On his previous album Dying Midwestern, Arlo McKinley showed that he can write an emotional song and isn’t afraid to explore tough topics. It’s true that his songs aren’t always the most cheerful, but they hit so hard because they are so real.
His new album This Mess We’re In is not very cheerful either, which makes sense considering that he wrote these songs after the death of his mother, best friend, and other friends who ended up on the wrong side of addiction. This collection of songs is his way of trying to deal with all the pain of loss.
McKinley’s songs aren’t always the most cheerful, but they hit hard because they are so real. It gives you the sense that you’re getting a glimpse of his personal journal.
You can hear the soul searching that went into some of the songs like “City Lights,” where the melody features some soulful organ and a piano part that recalls some Tom Petty songs. It seems like the narrator is at some kind of crossroads when he sings, “I have give you so many things that you have wanted and I no longer need. But I can’t let you get a hold of these dreams. Those still belong to me.” Even without knowing the context of the lyrics, you can’t help but recognize the gravity of the situation when he sings, “Now we’re running out of chances. I don’t have much more to give.”
Some honky-tonk songs are good for dancing and you could certainly dance to “Back Home,” with it’s plaintive honky-tonk sounds including the piano and fiddle. This one, however is more of a honky-tonk song for when you’re down and trying to lose track of your troubles for a while. You can feel the ache when he sings, “Mama, I don’t think I’m ever gonna make it back home to you.”

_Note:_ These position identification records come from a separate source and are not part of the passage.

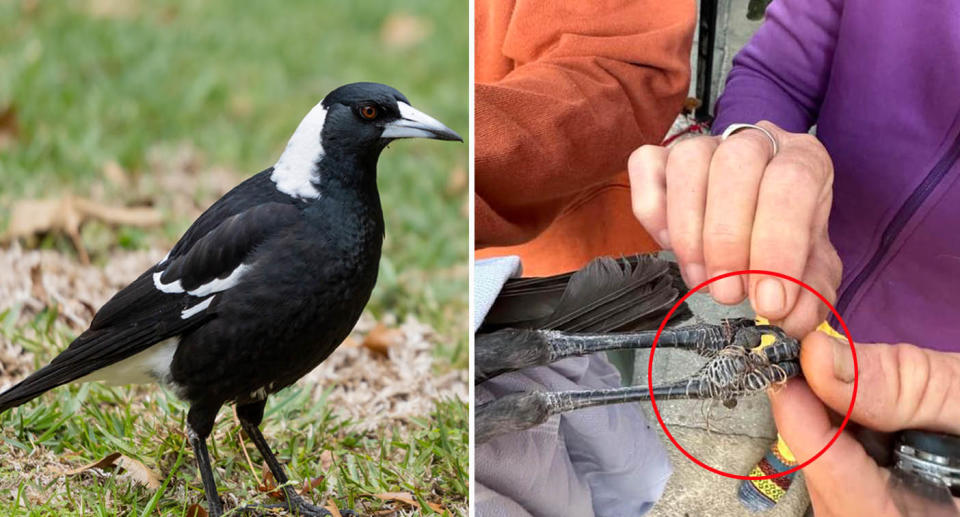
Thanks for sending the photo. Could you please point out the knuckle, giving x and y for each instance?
(643, 157)
(722, 234)
(796, 171)
(697, 148)
(644, 210)
(745, 144)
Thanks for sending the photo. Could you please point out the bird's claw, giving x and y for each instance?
(746, 334)
(297, 507)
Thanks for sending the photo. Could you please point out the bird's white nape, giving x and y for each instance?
(296, 170)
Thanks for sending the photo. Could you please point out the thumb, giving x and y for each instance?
(900, 386)
(805, 426)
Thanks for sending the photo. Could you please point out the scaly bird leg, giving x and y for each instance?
(513, 349)
(250, 416)
(728, 375)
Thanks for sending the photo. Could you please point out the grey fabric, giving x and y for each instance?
(602, 461)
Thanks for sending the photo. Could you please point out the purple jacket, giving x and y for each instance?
(880, 79)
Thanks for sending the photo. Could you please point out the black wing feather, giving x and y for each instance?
(140, 315)
(606, 295)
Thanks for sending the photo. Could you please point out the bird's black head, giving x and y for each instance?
(350, 126)
(365, 117)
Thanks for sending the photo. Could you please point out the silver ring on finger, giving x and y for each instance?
(733, 128)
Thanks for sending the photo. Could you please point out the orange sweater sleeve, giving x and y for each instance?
(565, 90)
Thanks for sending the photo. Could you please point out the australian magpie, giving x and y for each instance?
(615, 305)
(262, 287)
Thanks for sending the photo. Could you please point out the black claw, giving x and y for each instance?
(298, 507)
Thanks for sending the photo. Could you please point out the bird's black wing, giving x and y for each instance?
(172, 297)
(606, 295)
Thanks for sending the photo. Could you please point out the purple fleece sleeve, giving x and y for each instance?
(781, 74)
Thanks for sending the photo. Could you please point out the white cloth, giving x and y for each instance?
(603, 461)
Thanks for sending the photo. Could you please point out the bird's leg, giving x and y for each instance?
(732, 373)
(199, 426)
(512, 349)
(250, 416)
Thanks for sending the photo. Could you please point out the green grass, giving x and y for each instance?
(233, 80)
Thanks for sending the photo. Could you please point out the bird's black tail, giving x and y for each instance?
(88, 353)
(606, 295)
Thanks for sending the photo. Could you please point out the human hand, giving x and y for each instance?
(733, 205)
(900, 387)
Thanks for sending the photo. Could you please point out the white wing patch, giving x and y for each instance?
(220, 284)
(296, 170)
(151, 365)
(191, 311)
(172, 288)
(214, 286)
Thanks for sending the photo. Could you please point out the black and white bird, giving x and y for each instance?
(262, 287)
(610, 305)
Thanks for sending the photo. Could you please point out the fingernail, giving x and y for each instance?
(664, 239)
(695, 275)
(727, 290)
(770, 297)
(843, 369)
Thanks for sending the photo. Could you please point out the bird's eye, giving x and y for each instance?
(368, 111)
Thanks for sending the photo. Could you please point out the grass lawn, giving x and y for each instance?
(87, 83)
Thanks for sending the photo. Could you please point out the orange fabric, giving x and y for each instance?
(565, 90)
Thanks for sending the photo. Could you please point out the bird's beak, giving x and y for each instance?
(414, 123)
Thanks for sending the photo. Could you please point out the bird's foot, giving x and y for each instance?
(297, 507)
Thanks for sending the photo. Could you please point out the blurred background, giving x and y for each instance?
(120, 122)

“Dancing Days” may be the most introspective song on the album. The beginning of the song is minimalist with just acoustic guitar, vocals, and some bass in the background. The melody grows to include organ and piano, and you can’t help but be drawn in by the layers of sound that are a fusion of roots rock and soul. While the album is full of powerful lyrics, McKinley hits right in the gut with the line, “Now I know nothing is forever, and no one leaves as perfect as they came.”
This Mess We’re In is an introspective and impactful album, with the lyrics carrying some weight that is only enhanced by the deliberate melodies. It’s clear that McKinley went through situations that made him evaluate his surroundings. The real success of the album is that he makes the listener stop, think, and feel something too.